1 Juillet 2021
Le premier, un film muet en noir et blanc, tourné par un virtuose du septième art de la première moitié du XXème siècle. Le deuxième, un film en couleur d’un cinéaste qui a laissé derrière lui des monuments du cinéma. Jacques de Baroncelli et Julien Duvivier ont tous deux adapté le roman de Pierre Louÿs, La Femme et le pantin. Ils ne furent pas les seuls. Mais au-delà de cette adaptation, les deux réalisateurs ont en commun d’avoir marqué l’histoire du cinéma, l’un surtout avec ses films muets, l’autre essentiellement avec ses films parlants. La Fondation Jérôme Seydoux-Pathé et Pathé viennent de restaurer ces deux exceptionnelles adaptations de l’œuvre du romancier.
"La Femme et le pantin" de Jacques de Baroncelli (1929)
Réalisateur prolifique, Jacques de Baroncelli a tourné 81 films de 1915 à 1947. Si son œuvre a difficilement traversé la transition du cinéma muet au cinéma parlant, on retiendra de lui un grand nombre de films muets, pépites du septième art, comme "La Femme et le pantin", qu’il réalise en 1929.

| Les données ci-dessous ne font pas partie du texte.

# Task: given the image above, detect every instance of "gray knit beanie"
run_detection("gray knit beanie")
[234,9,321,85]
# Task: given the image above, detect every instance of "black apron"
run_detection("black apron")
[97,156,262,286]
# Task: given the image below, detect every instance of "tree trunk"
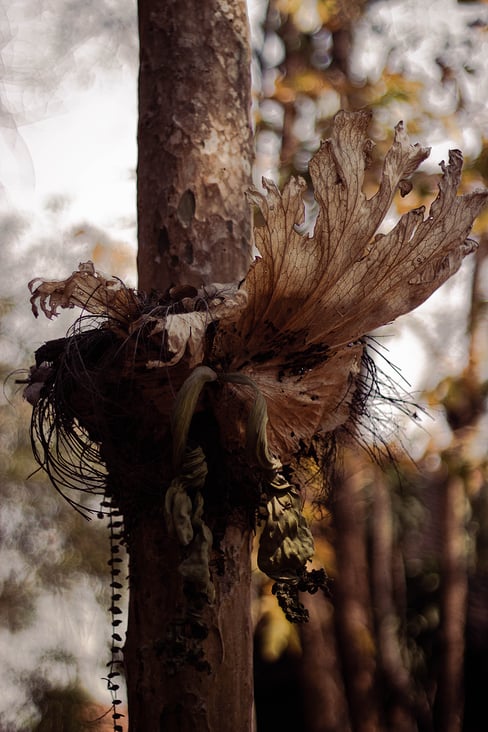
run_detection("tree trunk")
[124,0,253,732]
[137,0,252,291]
[332,459,380,732]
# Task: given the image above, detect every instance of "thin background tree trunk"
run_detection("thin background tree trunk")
[137,0,253,291]
[124,0,253,732]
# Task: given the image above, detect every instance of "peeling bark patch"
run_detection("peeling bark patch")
[176,188,196,229]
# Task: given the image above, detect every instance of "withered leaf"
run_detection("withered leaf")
[217,112,488,461]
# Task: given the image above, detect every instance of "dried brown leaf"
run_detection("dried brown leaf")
[216,112,488,461]
[28,261,137,320]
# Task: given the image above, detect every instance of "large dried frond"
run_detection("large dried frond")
[216,112,488,460]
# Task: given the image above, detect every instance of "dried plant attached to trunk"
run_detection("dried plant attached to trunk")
[216,107,488,461]
[26,112,488,616]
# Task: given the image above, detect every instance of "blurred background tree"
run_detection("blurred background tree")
[0,0,488,732]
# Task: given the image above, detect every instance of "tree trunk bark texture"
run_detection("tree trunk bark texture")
[137,0,252,291]
[124,512,253,732]
[126,0,253,732]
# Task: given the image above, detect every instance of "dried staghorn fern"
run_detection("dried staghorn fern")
[26,112,488,616]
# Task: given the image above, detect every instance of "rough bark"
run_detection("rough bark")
[124,513,253,732]
[124,0,253,732]
[137,0,252,291]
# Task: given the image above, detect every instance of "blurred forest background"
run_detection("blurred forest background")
[0,0,488,732]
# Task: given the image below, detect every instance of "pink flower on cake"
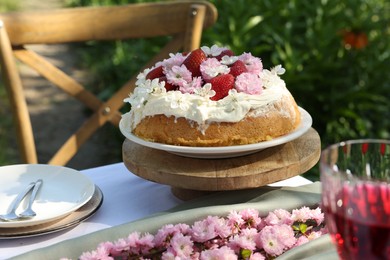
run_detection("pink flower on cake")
[166,65,192,87]
[235,72,263,95]
[200,58,230,81]
[160,53,186,70]
[71,207,327,260]
[179,77,203,94]
[238,52,263,75]
[257,226,285,256]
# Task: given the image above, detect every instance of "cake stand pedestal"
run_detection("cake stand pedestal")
[122,128,321,200]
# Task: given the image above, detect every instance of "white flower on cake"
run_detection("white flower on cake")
[125,45,300,146]
[166,91,191,111]
[194,83,215,99]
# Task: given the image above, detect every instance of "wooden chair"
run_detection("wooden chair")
[0,1,217,165]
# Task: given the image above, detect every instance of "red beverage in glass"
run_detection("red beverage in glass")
[323,183,390,260]
[320,140,390,260]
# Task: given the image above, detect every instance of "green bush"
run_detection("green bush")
[66,0,390,179]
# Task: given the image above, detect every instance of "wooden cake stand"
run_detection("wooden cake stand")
[122,128,321,200]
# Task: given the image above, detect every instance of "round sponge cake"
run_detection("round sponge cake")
[123,46,300,147]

Avec ce film, le cinéaste signe une adaptation troublante et sensuelle du roman. Filmer la séduction sans passer par des mots est un véritable défi pour le cinéma muet. Jacques de Baroncelli s’en sort avec grâce. Sa Concha, danseuse enivrante qui fait chavirer le cœur du héros, est filmée avec beaucoup de modernité. Modernité des cadrages et du montage rapide qui permettent ainsi de dresser le portrait d’une héroïne, moderne elle aussi, vivante et assurée, n’hésitant pas à s’allonger par terre pour converser avec l’homme qui la désire comme un fou. Dans cette œuvre rythmée, Jacques de Baroncelli se permet tout et tire parti de ce qui est l’essence même du roman: la fascination pour des corps qui se dévoilent et se dérobent, qui s’offrent pour mieux se refuser aussitôt.
La Concha de Jacques de Baroncelli est une jeune femme ingénue et perverse qui prendra sa revanche sociale face à un homme persuadé de pouvoir tout posséder grâce à sa fortune. En se dérobant à lui, elle en fait l’esclave de son désir. Dans ce rôle, Conchita Montenegro est sublime. Dépouillée de toute emphase, avec son sourire féroce réhaussé par son regard séducteur, elle porte cette catastrophe des sentiments à venir avec une grâce et une vitalité splendide. Pour elle et pour l’ingéniosité de son réalisateur, cette adaptation de La Femme et le Pantin est un tourbillon cinématographique inoubliable.
"La Femme et le pantin" de Julien Duvivier (1959)
Si cette adaptation de Julien Duvivier n’est pas, selon son réalisateur, son film le plus réussi, elle mérite néanmoins de ne pas être oubliée dans l’œuvre de ce cinéaste qui n’a cessé de travaillé les thèmes du mensonge, la cupidité, la souffrance et la jalousie. Nul doute que le cinéaste ait lui aussi été envoûté par le roman de Pierre Louÿs.
Dans La Femme et le pantin de Duvivier, celui qui souffre, c’est Matteo Diaz (Antonio Vilar) face à cette femme fatale et destructrice, exigeant de son amant le détachement suprême. Concha s’appelle ici Éva, elle a les traits de Brigitte Bardot. L’actrice, qui n’a sans doute jamais été aussi aguicheuse, déborde de sensualité et de liberté. Deux ans après Et Dieu... créa la femme, Duvivier fait ce que Vadim n’a pas fait, jouant plus sur la volupté du mouvement porté par les danses locales que sur la nudité provocatrice. En belle scandaleuse, Bardot campe ce personnage inouï filmé comme si elle se trouvait au beau milieu d’une corrida, l’amant représentant chez Duvivier le taureau que l’on travaille à la cape.
Aux côtés de Duvivier, le dialoguiste Marcel Achard et le scénariste Jean Aurenche ont signé l’adaptation, et les décors d’anthologie de Georges Wakhevitch se marient parfaitement aux images colorées du cinéaste qui animent le film. Habité par la volonté d’explorer tous les genres cinématographiques, Duvivier confirme, avec La Femme et le pantin, que ce film sensuel ne ressemble à aucun autre de son œuvre.